Add to this the fact that there are people working on even more obscurely disguised P2P protocols, and the fact that one can already join private networks within networks (like Freenet for example) and thereby make things even more difficult for the snoopers, and I really don't think that sharing a few FLAC files is going to get you transported to Botany Bay.
This "warning letter" is a lot of hot air, aimed at preparing the way for a barrage of snail mail propaganda which might, just might, scare off a few of the less tech-savvy kiddies from helping themselves to MP3s. At least for as long as it takes for them to ask their more savvy mates to show them how to duck below the parapet again.
All that will have been achieved, in the eyes of the serious file sharers, is that the industry will have confirmed themselves to be the panicking lizard skinned parasites with an eye on Darwin's clock that we knew they were all along.

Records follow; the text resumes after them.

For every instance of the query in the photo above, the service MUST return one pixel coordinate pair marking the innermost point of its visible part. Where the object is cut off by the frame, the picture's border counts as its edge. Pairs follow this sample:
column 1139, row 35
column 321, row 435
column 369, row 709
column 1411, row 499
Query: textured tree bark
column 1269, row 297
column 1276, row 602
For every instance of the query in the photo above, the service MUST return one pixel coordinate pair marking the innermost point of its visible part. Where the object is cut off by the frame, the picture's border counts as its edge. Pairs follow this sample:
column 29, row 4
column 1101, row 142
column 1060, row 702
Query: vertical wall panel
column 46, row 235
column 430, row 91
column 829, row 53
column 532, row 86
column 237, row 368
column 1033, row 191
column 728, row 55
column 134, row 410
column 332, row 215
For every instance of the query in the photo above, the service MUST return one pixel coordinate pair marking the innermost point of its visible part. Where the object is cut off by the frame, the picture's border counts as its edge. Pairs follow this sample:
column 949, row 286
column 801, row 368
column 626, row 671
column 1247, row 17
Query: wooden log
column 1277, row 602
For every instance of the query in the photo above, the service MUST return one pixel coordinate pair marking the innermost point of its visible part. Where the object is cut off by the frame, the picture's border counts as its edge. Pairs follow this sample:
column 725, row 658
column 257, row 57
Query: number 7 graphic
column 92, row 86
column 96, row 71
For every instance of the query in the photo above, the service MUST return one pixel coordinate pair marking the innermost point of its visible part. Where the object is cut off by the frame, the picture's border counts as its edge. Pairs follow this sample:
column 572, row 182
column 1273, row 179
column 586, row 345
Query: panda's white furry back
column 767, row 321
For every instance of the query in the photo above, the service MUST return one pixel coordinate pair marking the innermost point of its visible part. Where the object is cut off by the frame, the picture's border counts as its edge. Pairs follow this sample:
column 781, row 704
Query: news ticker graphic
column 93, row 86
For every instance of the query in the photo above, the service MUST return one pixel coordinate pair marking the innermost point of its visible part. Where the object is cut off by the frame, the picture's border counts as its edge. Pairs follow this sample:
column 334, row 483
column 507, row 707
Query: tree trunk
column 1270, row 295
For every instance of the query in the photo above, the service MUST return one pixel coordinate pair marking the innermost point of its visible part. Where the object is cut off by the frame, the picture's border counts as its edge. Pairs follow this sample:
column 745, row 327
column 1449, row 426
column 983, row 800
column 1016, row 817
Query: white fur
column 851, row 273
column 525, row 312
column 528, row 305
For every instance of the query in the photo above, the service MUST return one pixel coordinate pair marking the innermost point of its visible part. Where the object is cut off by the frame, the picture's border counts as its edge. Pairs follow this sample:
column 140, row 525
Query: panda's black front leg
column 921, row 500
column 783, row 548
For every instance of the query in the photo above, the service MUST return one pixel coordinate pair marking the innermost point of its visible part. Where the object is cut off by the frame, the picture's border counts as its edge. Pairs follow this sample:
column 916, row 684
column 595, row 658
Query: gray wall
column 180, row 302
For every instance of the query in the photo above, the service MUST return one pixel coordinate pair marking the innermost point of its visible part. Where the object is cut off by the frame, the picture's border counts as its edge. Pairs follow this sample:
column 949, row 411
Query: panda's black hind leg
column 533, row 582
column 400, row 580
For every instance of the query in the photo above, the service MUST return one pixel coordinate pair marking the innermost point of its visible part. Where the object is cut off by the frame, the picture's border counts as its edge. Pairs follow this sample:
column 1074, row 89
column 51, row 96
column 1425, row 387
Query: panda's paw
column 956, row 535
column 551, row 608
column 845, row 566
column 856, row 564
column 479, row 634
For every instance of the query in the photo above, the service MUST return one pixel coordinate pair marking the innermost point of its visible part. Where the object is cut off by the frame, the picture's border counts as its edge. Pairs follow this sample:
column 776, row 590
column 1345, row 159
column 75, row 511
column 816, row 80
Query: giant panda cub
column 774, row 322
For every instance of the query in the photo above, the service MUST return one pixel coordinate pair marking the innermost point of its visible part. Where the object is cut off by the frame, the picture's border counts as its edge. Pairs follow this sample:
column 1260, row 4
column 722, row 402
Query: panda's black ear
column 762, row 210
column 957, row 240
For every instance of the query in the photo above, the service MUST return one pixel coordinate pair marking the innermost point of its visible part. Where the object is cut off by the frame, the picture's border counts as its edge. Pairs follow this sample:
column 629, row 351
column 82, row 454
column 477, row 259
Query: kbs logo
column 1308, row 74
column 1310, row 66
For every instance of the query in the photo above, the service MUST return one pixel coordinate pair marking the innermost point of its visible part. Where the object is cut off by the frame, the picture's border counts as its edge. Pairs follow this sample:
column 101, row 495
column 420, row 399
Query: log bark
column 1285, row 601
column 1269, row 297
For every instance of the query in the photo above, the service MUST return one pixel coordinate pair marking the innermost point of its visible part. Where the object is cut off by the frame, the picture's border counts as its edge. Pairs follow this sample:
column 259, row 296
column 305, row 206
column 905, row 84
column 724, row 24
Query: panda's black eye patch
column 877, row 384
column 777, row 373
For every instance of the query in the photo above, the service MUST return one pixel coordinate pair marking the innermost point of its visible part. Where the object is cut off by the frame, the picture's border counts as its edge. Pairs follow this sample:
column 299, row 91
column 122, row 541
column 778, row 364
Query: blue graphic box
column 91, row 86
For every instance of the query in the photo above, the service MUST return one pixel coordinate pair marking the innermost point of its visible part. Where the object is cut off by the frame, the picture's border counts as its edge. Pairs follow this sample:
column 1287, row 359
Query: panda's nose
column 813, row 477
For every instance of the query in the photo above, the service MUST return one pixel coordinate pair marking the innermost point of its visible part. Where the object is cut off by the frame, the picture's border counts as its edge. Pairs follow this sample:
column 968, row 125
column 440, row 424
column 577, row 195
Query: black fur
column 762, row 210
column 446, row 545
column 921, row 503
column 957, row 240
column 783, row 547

I speak as someone who has downloaded many terabytes of CD quality music files (I loathe MP3s), all acquired perfectly legally from websites that anyone can find easily via Google. I don't have a single illegal file on my machines, yet I must appear to my ISP like a fervent filesharer, probably a typical target for this forthcoming missive. If it arrives I will post it here, and we can all laugh at it.
Mind you.......
......who saw the news last night. I see they have drafted in Barry McGuigan to put the frighteners on. Scary, right enough but would it not have been better to have someone from music, as it's a bit like having Feargal Sharkey advise about the dangers of bare-knuckle boxing......
This I....
have to see!!
Well you could have
Feargal Sharkey singing 'You Little Thief' - is that frightening at all?
That would be...
much more of a deterrent than a letter!!
Just found this...
lonk when reading something on the Guardian website, http://www.edri.org/edrigram/number6.13/sweden-fra-adoption. It seems that Sweden are one step ahead when it comes to monitoring what it's citizens are doing!
ROBIN WILLIAMS
had a great take on the Great British Bobby going around unarmed, as opposed to his highly armed American counterpart. So where the American policeman would just shoot away, the bobby would go "Stop... or I'll say 'Stop' again!"
I think warning letters will have precisely the same effect.